The sound I make can only be called a snort. “Oh, yeah, they’ve got so much to forgive me for.”
Theo grimaces in exasperation. “Dammit, why are you doing this to yourself? There’s still time for you to save your whole dimension! Billions of people there, every animal, every plant on the entire Earth—you’re risking them all in this crazy chase. Don’t you owe them your loyalty first?”
I never thought about it in terms of loyalty. If I could only protect one dimension, wouldn’t it have to be the one I call home?
But I refuse to let Theo turn this around on me. “I’m not the one putting my universe in danger. That’s Triad’s responsibility.”
“All I’m saying is, your actions have consequences.” Theo’s face is heavily shadowed in the dim passageway. He has yet to take up the heavy flashlight dangling from his belt. “Those other universes could be no more than—choices nobody ever made.”

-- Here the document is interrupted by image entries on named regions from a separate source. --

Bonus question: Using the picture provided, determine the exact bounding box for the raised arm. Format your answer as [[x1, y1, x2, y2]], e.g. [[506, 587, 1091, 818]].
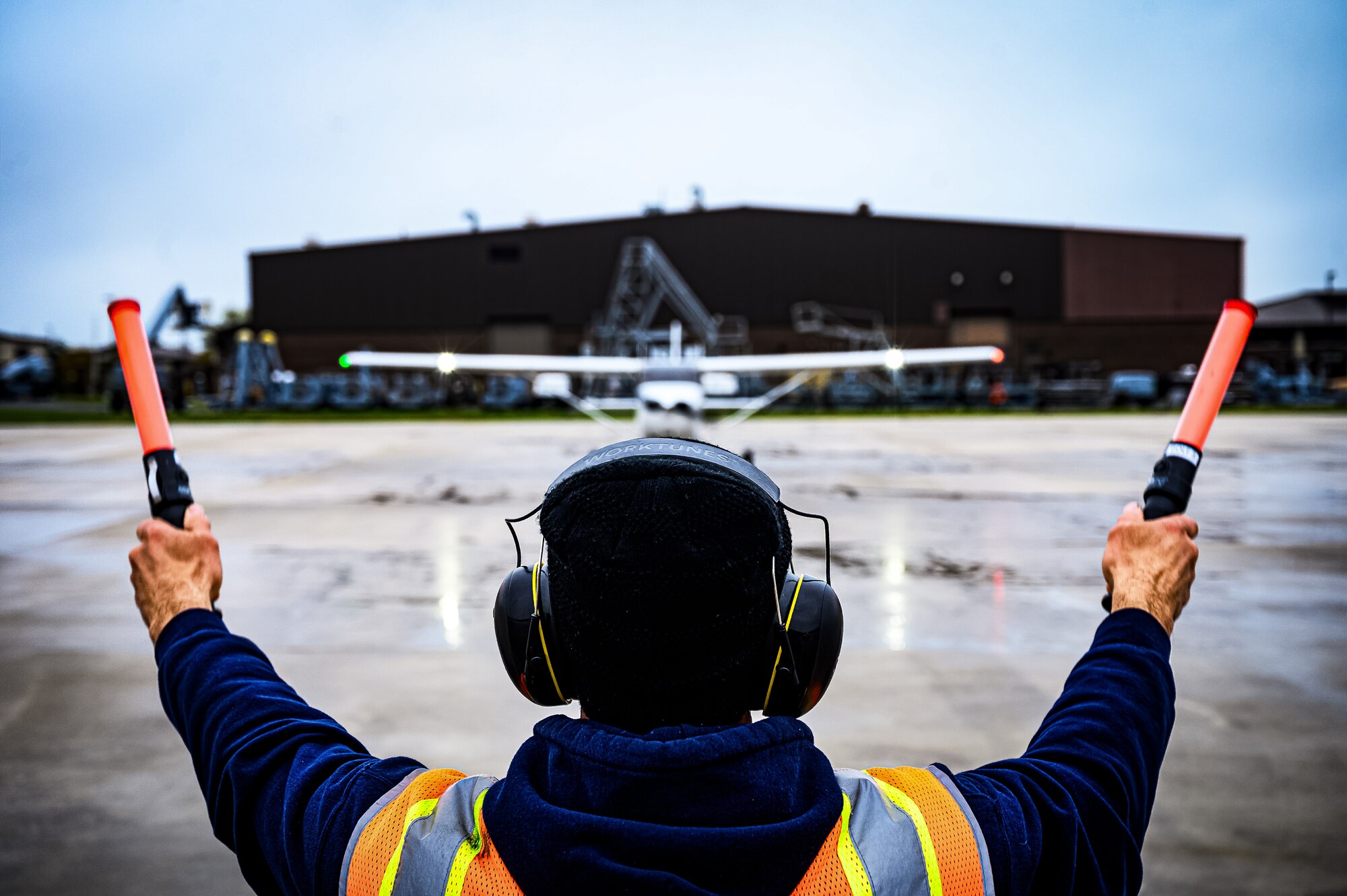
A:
[[954, 504, 1197, 896], [131, 506, 420, 896]]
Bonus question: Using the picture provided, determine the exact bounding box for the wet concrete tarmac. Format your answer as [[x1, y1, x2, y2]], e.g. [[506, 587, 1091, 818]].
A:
[[0, 415, 1347, 895]]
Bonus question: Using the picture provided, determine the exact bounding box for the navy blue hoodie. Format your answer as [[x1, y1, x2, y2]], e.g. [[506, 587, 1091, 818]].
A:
[[155, 609, 1175, 896]]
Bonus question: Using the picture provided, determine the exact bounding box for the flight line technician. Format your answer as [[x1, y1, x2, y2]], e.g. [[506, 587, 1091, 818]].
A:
[[131, 439, 1197, 896]]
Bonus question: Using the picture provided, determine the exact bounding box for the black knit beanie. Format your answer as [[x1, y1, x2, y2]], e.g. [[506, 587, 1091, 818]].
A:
[[539, 456, 791, 730]]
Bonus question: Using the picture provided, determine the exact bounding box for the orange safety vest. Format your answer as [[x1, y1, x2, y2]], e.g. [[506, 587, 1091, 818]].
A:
[[341, 767, 991, 896]]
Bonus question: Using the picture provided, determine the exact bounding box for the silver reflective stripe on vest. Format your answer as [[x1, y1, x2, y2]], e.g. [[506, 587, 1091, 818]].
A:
[[832, 767, 994, 896], [337, 768, 426, 896], [927, 765, 995, 896], [832, 768, 931, 896], [392, 775, 496, 896]]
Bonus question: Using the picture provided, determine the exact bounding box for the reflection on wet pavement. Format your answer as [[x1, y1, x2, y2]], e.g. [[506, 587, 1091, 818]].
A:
[[0, 415, 1347, 893]]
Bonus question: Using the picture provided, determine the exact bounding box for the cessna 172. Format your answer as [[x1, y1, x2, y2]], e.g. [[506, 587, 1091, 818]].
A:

For the length of one breath, I am no longer in Egypt. Instead, I lie beneath warm furs in a dacha in Russia while a snowstorm rages outside and Paul holds me close. At the same time, I sit in an opulent Parisian hotel room, hand splayed across my belly, dizzy with the new knowledge that in that dimension I carried Paul’s child.
I have regretted making that choice for the grand duchess ever since—and yet it would be infinitely worse to erase that choice, all those lives, that dimension forever.
“You haven’t always respected your other selves’ choices so carefully, have you?” Even in the darkness I can see the spark of anger in Theo’s eyes.
“I’ve messed up,” I admit. “More than once. But what you’re talking about is different.”
Theo shoots back, “So where do you draw the line, Meg? Anywhere you like, as long as I’m on the wrong side of it?”
I could scream. “Cut out the stupid word games! I made a mistake, but you’re deliberately committing genocide! That is way, way off the scale of anything I would ever do. And you know what else? My Theo wouldn’t ever do that either. So how did you get so screwed up?”
He lunges toward me. His tackle catches me under the ribs, knocking the breath out of me and sending my pencils flying. I claw at his face as Theo grabs my lace scarf, which comes loose from my hat. His knee presses down my left arm as he straddles me and fumbles around my throat.